Neither do I, but this doesn’t seem really important for a non-researcher audience. Conditional on the claims that weird goal errors are difficult to understand by examining behaviour, and interventions to patch weird goal errors often don’t generalise well. If you buy those claims, then it’s easy to extrapolate what happens when you examine results and make adjustments based on those.
A little bit late, but there are more reasons why I think the evolution analogy is particularly good and better than the selective breeding analogy.

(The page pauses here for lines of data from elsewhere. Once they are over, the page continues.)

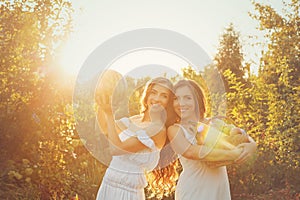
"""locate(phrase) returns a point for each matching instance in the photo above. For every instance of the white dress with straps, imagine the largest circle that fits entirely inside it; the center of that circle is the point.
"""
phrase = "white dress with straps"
(197, 181)
(125, 177)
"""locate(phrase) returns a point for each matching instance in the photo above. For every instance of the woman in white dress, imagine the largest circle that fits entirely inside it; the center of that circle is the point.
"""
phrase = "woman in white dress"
(198, 181)
(136, 143)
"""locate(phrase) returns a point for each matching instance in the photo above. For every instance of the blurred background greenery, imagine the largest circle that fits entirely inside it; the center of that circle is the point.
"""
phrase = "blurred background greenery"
(42, 156)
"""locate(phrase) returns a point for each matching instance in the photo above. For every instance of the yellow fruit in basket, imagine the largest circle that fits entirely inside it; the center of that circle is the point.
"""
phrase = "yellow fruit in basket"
(111, 88)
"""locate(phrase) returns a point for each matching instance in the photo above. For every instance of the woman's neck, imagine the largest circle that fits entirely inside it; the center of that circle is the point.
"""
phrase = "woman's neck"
(154, 117)
(188, 120)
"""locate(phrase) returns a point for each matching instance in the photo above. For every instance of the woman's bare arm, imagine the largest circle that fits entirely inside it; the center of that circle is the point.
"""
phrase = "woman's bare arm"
(198, 152)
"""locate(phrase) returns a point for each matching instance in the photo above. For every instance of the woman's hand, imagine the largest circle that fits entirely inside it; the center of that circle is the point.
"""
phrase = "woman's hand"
(105, 104)
(248, 150)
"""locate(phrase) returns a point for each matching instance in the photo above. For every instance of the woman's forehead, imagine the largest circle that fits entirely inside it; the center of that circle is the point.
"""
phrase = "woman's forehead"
(160, 88)
(184, 90)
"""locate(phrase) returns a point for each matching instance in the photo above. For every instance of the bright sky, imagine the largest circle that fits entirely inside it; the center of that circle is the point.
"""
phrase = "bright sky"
(201, 20)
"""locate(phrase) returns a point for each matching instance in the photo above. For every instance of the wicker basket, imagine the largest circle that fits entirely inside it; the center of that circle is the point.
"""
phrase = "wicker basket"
(220, 132)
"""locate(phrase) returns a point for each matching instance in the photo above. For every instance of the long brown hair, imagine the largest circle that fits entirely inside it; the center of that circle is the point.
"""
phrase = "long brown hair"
(162, 180)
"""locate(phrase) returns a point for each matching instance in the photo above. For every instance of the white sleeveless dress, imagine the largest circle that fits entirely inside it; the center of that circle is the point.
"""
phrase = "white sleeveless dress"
(199, 182)
(125, 177)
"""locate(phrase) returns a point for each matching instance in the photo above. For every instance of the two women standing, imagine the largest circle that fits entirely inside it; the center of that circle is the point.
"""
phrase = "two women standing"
(137, 141)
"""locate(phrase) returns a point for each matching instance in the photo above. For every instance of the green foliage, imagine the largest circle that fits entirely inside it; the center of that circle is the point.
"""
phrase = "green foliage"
(42, 156)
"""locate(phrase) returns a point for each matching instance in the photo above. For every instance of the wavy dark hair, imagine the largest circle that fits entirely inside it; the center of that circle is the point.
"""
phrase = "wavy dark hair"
(162, 180)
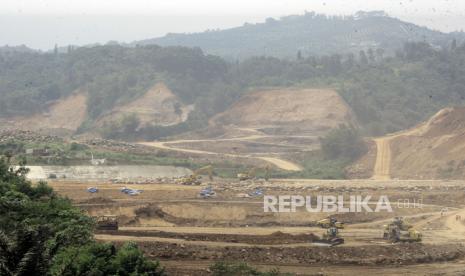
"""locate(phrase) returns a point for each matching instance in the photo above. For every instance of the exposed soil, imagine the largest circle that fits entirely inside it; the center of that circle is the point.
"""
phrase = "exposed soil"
(158, 106)
(288, 111)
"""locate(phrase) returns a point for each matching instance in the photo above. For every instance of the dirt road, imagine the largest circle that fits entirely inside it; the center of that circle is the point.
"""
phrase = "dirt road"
(382, 169)
(383, 159)
(278, 162)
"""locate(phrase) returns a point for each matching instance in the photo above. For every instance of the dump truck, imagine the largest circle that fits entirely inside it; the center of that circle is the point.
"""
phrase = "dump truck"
(398, 231)
(106, 223)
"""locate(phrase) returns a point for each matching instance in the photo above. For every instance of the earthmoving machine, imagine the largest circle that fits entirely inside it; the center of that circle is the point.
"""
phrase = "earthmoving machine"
(331, 237)
(193, 179)
(247, 175)
(106, 223)
(330, 222)
(398, 231)
(207, 192)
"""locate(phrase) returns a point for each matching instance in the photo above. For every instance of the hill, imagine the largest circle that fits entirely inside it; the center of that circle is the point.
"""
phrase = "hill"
(434, 149)
(287, 112)
(158, 106)
(310, 34)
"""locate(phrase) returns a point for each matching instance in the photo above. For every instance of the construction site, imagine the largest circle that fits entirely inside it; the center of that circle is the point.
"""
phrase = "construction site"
(188, 219)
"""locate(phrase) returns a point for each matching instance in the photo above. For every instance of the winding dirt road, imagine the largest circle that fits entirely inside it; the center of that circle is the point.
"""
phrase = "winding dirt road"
(278, 162)
(382, 169)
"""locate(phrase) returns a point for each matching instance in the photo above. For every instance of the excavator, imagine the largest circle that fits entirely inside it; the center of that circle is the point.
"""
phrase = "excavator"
(106, 223)
(330, 222)
(247, 175)
(251, 174)
(193, 179)
(398, 231)
(331, 237)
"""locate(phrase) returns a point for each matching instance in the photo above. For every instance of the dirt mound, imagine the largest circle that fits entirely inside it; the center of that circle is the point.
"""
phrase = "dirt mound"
(158, 106)
(434, 149)
(346, 255)
(287, 111)
(274, 238)
(61, 118)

Evolution basically ended up optimizing the brain such that it has desires that were instrumental to genetic fitness. So we end up with these instrumental sub-preferences for high calorie food or sex. Then we go through a huge shift of the distribution or environment from a very constrained hunter gatherer society to a technologically advanced civilization. This isn’t just a random shift but a shift toward and environment with a much larger space of possible actions and outcomes, options such as radically changing aspects of the environment. So naturally there are now many superior ways to satisfy our preferences than before. For AI this is the same thing, it will go from being the nice assistant in ChatGPT to having options such as taking over, killing us, running it’s own technology. It’s essentially guaranteed that there will be better ways to satisfy preferences without human oversight, out of the control of humans. Importantly, that isn’t actually a distributional shift you can test in any meaningful way. You could either try incremental stuff (giving the rebellious general one battalion at a time) or you could try to trick it into believing it can takeover through some honey pot (Imagine trying to test human what they would do if they were God emperor of the galaxy. That would be insane and the subject wouldn’t believe the scenario). Both of these are going to fail.
The selective breeding story ignores the distributional shift at the end, it does not account for this being a particular type of distributional shift (from low action space, immutable environment to large action space, mutable environment). It doesn’t account for the fact that we can’t test such a distribution such as being emperor.